Spam Detection (NLTK and scikit-learn)

This example logs a class (instead of an object instance) as a model.

This allows for custom setup configuration in the class's __init__() method,
and access to logged artifacts at deployment time.


In [1]:
try:
    import verta
except ImportError:
    !pip install verta

This example features:

  • word similarity detection using WordNet from NLTK
  • tf-idf vectorization using scikit-learn
  • verta's Python client logging a class as a model to be instantiated at deployment time
  • predictions against a deployed model

In [2]:
HOST = "app.verta.ai"

PROJECT_NAME = "Spam Detection"
EXPERIMENT_NAME = "tf–idf"

In [3]:
# import os
# os.environ['VERTA_EMAIL'] = 
# os.environ['VERTA_DEV_KEY'] =

Imports


In [4]:
from __future__ import print_function

import json
import os
import re
import time

import cloudpickle

import numpy as np
import pandas as pd

from sklearn import linear_model
from sklearn.feature_extraction.text import TfidfVectorizer
from sklearn.metrics import classification_report, precision_recall_curve, confusion_matrix, accuracy_score
from sklearn.model_selection import train_test_split
from sklearn.preprocessing import LabelEncoder

import nltk
nltk.download('stopwords')
from nltk.corpus import stopwords
nltk.download('wordnet')
from nltk.stem import WordNetLemmatizer

In [5]:
try:
    import wget
except ImportError:
    !pip install wget  # you may need pip3
    import wget

Run Workflow

Prepare Data


In [6]:
train_data_url = "http://s3.amazonaws.com/verta-starter/spam.csv"
train_data_filename = wget.detect_filename(train_data_url)
if not os.path.isfile(train_data_filename):
    wget.download(train_data_url)

In [7]:
raw_data = pd.read_csv(train_data_filename, delimiter=',', encoding='latin-1')

raw_data.head()

In [8]:
# turn spam/ham to 0/1, and remove unnecessary columns
raw_data.drop(['Unnamed: 2', 'Unnamed: 3', 'Unnamed: 4'],axis=1,inplace=True)
raw_data.v1 = LabelEncoder().fit_transform(raw_data.v1)

raw_data.head()

In [9]:
# lemmatize text
total_stopwords = set([word.replace("'",'') for word in stopwords.words('english')])
lemma = WordNetLemmatizer()

def preprocess_text(text):
    text = text.lower()
    text = text.replace("'",'')
    text = re.sub('[^a-zA-Z]',' ',text)
    words = text.split()
    words = [lemma.lemmatize(word) for word in words if (word not in total_stopwords) and (len(word)>1)] # Remove stop words
    text = " ".join(words)
    return text

raw_data.v2 = raw_data.v2.apply(preprocess_text)

raw_data.head()

In [10]:
x_train, x_test, y_train, y_test = train_test_split(raw_data.v2, raw_data.v1, test_size=0.15, stratify=raw_data.v1)

Instantiate Client


In [11]:
from verta import Client
from verta.utils import ModelAPI

client = Client(HOST)
proj = client.set_project(PROJECT_NAME)
expt = client.set_experiment(EXPERIMENT_NAME)
run = client.set_experiment_run()

Fit Model


In [12]:
vectorizer = TfidfVectorizer()
vectorizer.fit(x_train)

x_train_vec = vectorizer.transform(x_train).toarray()

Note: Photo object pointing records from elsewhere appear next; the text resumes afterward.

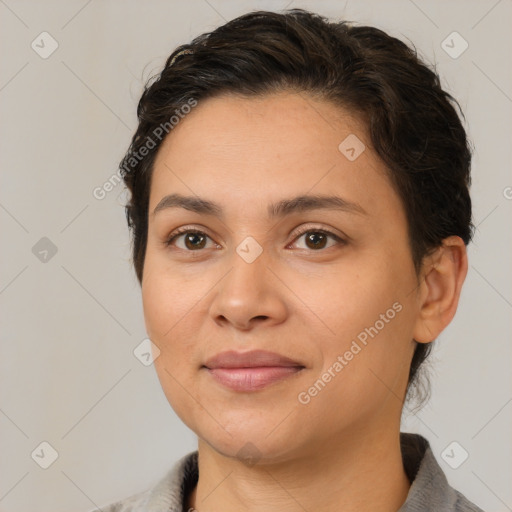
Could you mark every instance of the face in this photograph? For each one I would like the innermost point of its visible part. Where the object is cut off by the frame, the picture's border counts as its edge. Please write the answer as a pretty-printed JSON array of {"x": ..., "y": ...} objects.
[{"x": 329, "y": 286}]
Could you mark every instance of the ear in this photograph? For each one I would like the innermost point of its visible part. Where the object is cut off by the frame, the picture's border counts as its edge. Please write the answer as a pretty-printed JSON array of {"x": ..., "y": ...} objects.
[{"x": 442, "y": 275}]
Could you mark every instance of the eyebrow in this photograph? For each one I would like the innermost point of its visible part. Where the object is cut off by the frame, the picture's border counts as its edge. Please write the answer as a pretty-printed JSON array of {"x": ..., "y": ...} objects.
[{"x": 302, "y": 203}]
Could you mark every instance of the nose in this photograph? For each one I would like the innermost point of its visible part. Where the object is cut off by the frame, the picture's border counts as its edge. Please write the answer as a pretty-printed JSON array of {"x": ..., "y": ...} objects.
[{"x": 249, "y": 295}]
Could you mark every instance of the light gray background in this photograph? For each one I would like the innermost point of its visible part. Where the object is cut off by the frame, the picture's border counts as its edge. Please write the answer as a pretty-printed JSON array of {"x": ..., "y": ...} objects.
[{"x": 69, "y": 325}]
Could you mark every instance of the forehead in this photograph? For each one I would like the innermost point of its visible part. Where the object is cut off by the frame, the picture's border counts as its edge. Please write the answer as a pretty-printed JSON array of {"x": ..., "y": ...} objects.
[{"x": 253, "y": 151}]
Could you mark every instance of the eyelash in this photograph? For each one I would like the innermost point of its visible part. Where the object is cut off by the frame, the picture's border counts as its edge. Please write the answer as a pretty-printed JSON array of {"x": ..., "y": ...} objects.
[{"x": 302, "y": 231}]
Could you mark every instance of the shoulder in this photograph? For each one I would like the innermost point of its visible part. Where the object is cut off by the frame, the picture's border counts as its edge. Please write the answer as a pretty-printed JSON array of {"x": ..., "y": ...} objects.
[
  {"x": 166, "y": 495},
  {"x": 430, "y": 490}
]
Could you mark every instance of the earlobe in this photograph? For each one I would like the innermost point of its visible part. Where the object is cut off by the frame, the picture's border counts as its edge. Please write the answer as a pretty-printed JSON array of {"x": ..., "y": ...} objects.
[{"x": 443, "y": 274}]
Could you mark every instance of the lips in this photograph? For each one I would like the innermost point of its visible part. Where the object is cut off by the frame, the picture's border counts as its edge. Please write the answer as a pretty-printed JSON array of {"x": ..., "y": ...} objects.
[
  {"x": 251, "y": 371},
  {"x": 252, "y": 359}
]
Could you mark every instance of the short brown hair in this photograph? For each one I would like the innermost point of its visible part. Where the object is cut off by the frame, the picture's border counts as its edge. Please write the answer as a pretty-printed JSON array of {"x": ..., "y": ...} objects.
[{"x": 412, "y": 122}]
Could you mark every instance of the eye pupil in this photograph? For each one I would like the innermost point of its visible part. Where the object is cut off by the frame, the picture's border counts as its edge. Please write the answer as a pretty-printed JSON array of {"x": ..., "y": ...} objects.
[
  {"x": 190, "y": 236},
  {"x": 316, "y": 237}
]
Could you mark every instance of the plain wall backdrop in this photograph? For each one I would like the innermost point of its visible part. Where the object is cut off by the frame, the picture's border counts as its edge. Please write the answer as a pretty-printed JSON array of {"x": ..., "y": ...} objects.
[{"x": 70, "y": 303}]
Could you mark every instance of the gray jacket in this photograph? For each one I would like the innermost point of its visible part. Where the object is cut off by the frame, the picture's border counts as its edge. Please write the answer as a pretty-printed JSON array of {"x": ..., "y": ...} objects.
[{"x": 429, "y": 492}]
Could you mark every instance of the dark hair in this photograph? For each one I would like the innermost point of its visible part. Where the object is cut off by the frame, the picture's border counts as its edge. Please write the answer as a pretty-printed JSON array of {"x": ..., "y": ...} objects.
[{"x": 413, "y": 125}]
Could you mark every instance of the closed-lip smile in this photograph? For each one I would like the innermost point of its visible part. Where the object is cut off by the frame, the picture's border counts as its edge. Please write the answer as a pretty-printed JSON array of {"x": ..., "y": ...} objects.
[{"x": 250, "y": 371}]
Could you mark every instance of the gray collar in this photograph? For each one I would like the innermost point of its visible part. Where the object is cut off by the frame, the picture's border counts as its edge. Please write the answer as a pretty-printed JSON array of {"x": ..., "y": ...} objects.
[{"x": 429, "y": 492}]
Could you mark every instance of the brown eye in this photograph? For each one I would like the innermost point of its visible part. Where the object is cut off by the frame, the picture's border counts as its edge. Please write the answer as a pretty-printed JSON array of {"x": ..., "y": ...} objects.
[
  {"x": 316, "y": 239},
  {"x": 193, "y": 239}
]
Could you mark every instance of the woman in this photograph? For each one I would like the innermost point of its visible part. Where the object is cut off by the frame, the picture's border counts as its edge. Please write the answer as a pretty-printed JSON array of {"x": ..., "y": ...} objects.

model = linear_model.LogisticRegression()
model.fit(x_train_vec, y_train)

In [13]:
x_test_vec = vectorizer.transform(x_test).toarray()
y_pred = model.predict(x_test_vec)

m_confusion_test = confusion_matrix(y_test, y_pred)
display(pd.DataFrame(data=m_confusion_test,
                     columns=['Predicted 0', 'Predicted 1'],
                     index=['Actual 0', 'Actual 1']))

print("This model misclassifies {} genuine SMS as spam"
      " and misses only {} SPAM.".format(m_confusion_test[0,1], m_confusion_test[1,0]))

In [14]:
accuracy = accuracy_score(y_test, y_pred)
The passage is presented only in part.